Tuesday, January 3, 2017
OLD-SCHOOL WHEELING- MAILBAG
Another Wheeling Around Phoenixville article,w hich wa spublished on March 3, 2006
Messages from the Mailbag...
Q: Hi Greg,
I'm curious. What has been the most insensitive thing you've ever witnessed as a disabled person? Haw did you handle it? I enjoy your column. Thank you Maria
A: Hi Maria,
Thanks for the nice comments. Good question. Luckily, I have met mostly really nice people in my life. There haven't been many rude or insensitive occurrences. I do remember one time when someone patted me on top of my head like a little dog in an elevator. I was so shocked I didn't know how to react. At first I felt anger and humiliation, but later, after thinking about it, I just laughed.
My experience has been that most people don't mean to be rude or insensitive. Some may just feel uncomfortable around someone "different" and just don't know how to handle the situation. They are afraid to say or do something wrong to offend. Ironically, sometimes they offend anyway, just by not being themselves.
Again, few people are ever intentionally insensitive. For those who are I would just ask them to put yourself in the place of the physically or mentally challenged individual. How would you feel?
Disability is a minority which anyone- no matter what race, creed or color- can join anytime. So it's important to keep sensitivity and empathy in mind, and just try and be yourself.
Q: Dear Greg,
As a disabled person, how do you deal with people who may stare at your disability? Please share your thoughts, as I'm trying to deal with the same issue. Thank you. Renee
A: Dear Renee,
I think everyone must deal with the issue of staring in their own way. Over the years, I've learned to ignore it with experience. But sure, it's frustrating, especially when you may not be used to it. No one likes to be stared at, like an animal at the zoo. You do feel anger and frustration.
But people are curious by nature. I find myself even staring at someone or something "different" until I catch myself and say "You should know better.'
Unless you locked yourself away, you have to expect stares in public and learn to deal with them and move on. If you allow it to get to you, you'll constantly be upset and never want to go out, as the stares won't stop. That is just reality.
It's actually sort of funny, how people want to look, yet don't want to be caught looking, so they may stare quickly, then suddenly look away, especially if you make eye contact. It's almost like a game. Stare, look away, stare, and look away.
Kids usually stare, and I have no problem with that. Kids are naturally curious, and very honest. In fact, I find their honesty refreshing, compared to adults. Kids may even ask sincerely, "What happened to your legs?" I give them a simple, brief answer, and always with a smile, and that usually satisfies them. I usually get a smile in return.

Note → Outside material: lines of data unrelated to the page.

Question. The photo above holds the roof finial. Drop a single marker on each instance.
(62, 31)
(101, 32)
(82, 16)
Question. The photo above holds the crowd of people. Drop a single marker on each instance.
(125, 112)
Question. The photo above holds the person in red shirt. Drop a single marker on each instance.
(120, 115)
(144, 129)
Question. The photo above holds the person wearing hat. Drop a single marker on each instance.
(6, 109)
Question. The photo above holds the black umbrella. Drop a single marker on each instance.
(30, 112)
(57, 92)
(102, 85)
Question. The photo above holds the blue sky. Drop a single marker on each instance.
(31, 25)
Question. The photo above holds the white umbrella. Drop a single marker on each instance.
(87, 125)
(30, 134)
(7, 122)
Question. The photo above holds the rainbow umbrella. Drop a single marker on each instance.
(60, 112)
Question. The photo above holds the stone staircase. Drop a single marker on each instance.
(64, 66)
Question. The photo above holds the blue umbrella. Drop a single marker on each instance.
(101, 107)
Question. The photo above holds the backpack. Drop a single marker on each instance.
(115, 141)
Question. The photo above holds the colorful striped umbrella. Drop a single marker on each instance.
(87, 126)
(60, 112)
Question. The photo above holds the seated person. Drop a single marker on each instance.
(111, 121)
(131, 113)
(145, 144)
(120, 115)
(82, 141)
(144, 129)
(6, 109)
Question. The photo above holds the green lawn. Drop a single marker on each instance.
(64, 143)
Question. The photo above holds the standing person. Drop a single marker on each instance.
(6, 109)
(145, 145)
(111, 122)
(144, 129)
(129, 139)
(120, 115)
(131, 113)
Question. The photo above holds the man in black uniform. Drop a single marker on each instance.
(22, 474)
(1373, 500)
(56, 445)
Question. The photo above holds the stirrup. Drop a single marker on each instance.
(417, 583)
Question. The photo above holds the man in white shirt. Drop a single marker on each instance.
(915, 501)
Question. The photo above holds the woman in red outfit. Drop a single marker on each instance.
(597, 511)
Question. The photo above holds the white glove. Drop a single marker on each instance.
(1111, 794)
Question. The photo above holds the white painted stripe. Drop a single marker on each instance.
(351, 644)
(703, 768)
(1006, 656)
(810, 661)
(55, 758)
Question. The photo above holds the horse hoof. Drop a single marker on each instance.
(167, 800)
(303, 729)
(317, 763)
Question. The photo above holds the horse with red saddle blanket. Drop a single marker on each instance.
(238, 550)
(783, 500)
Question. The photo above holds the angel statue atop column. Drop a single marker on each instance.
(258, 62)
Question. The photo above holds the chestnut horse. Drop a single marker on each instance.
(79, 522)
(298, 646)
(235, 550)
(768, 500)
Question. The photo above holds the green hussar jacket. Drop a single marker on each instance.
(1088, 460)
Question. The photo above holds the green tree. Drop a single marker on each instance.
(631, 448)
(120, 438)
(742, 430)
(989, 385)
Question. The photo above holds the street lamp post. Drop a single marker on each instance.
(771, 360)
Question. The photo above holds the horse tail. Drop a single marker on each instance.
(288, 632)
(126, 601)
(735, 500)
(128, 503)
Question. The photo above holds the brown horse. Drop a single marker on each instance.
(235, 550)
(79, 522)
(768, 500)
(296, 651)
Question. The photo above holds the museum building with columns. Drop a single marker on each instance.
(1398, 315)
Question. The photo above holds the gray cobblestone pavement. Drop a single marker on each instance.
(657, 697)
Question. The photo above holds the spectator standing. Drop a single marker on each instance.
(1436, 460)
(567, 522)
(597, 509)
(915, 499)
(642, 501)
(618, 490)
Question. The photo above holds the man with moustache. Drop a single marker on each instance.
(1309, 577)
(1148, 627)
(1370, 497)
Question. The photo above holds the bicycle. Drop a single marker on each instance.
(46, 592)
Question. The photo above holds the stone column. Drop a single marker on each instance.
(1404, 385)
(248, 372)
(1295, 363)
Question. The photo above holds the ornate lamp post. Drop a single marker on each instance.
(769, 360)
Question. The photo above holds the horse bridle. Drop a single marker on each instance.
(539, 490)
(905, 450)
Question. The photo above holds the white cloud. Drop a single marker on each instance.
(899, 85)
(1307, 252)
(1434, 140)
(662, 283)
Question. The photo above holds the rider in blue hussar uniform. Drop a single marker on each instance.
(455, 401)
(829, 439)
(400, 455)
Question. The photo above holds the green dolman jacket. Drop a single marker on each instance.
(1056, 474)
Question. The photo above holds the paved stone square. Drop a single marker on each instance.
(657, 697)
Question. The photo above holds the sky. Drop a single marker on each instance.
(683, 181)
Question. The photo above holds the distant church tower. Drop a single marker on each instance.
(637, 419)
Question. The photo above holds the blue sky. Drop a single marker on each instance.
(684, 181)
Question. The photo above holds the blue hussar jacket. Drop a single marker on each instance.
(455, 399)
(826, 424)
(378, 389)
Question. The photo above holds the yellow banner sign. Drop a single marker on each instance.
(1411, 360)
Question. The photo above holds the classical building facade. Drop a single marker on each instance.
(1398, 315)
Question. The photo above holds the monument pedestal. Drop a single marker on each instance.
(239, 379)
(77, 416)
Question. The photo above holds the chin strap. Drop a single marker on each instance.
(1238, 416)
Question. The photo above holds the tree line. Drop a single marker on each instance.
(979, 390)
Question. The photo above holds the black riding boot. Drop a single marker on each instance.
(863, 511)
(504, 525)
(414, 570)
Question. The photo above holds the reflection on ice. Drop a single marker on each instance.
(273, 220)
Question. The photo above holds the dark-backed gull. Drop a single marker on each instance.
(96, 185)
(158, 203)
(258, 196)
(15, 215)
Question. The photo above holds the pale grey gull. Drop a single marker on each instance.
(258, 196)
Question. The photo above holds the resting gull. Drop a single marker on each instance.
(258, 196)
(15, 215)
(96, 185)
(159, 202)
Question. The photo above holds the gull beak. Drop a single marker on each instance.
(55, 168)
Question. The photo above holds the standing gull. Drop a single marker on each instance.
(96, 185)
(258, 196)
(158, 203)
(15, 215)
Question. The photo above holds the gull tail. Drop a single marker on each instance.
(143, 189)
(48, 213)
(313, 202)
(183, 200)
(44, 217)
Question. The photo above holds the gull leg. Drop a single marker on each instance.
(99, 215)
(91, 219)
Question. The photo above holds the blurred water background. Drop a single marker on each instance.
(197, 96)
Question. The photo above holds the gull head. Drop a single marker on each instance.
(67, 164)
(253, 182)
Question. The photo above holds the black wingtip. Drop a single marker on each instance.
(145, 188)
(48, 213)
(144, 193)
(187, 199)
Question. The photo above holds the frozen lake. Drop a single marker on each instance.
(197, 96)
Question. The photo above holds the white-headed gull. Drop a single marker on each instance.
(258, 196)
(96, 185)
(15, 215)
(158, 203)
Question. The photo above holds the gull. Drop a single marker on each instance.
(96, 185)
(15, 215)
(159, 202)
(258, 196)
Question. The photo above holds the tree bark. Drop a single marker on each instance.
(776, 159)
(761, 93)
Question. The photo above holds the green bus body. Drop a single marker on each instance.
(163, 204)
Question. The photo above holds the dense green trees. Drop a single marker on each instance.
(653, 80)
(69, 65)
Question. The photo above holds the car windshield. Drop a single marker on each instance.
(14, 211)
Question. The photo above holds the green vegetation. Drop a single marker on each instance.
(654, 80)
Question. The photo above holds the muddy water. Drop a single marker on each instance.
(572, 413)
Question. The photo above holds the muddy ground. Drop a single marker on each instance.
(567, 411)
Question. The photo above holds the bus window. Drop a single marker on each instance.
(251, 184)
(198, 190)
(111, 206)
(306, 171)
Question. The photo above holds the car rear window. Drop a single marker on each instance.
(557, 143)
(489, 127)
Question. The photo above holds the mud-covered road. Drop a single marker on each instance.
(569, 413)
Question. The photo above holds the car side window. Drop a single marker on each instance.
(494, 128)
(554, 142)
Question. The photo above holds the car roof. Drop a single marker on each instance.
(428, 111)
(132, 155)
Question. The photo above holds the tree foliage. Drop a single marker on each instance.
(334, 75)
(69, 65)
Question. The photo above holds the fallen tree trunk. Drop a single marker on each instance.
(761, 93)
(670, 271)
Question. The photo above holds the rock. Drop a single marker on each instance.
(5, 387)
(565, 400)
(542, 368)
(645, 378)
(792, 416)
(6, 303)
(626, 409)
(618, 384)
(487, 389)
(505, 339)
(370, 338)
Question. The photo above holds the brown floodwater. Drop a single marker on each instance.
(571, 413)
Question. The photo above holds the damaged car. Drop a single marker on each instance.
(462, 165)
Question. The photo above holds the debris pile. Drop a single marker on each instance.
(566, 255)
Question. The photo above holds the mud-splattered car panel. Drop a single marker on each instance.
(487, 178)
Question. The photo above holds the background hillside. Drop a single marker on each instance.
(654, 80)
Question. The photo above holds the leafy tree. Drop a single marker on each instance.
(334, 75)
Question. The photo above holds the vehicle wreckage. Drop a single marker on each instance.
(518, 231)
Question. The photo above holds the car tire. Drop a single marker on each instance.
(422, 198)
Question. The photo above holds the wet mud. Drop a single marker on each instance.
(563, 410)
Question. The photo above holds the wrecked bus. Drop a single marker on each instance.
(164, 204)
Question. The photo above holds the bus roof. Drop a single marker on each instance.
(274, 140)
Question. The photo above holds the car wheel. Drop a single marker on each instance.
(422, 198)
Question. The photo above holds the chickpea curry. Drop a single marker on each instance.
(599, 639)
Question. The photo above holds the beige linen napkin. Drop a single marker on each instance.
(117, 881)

It's the adults who sometimes have the hang-ups, who drag the poor kid away by the hand, scolding "Shh! Don't ask him stuff like that!"
That's wrong to do because it will only make kids more afraid of someone different, and their honesty and curiosity is still unfulfilled. Plus, disabled people aren't going away anytime soon, so how will they deal with the next challenged person they encounter?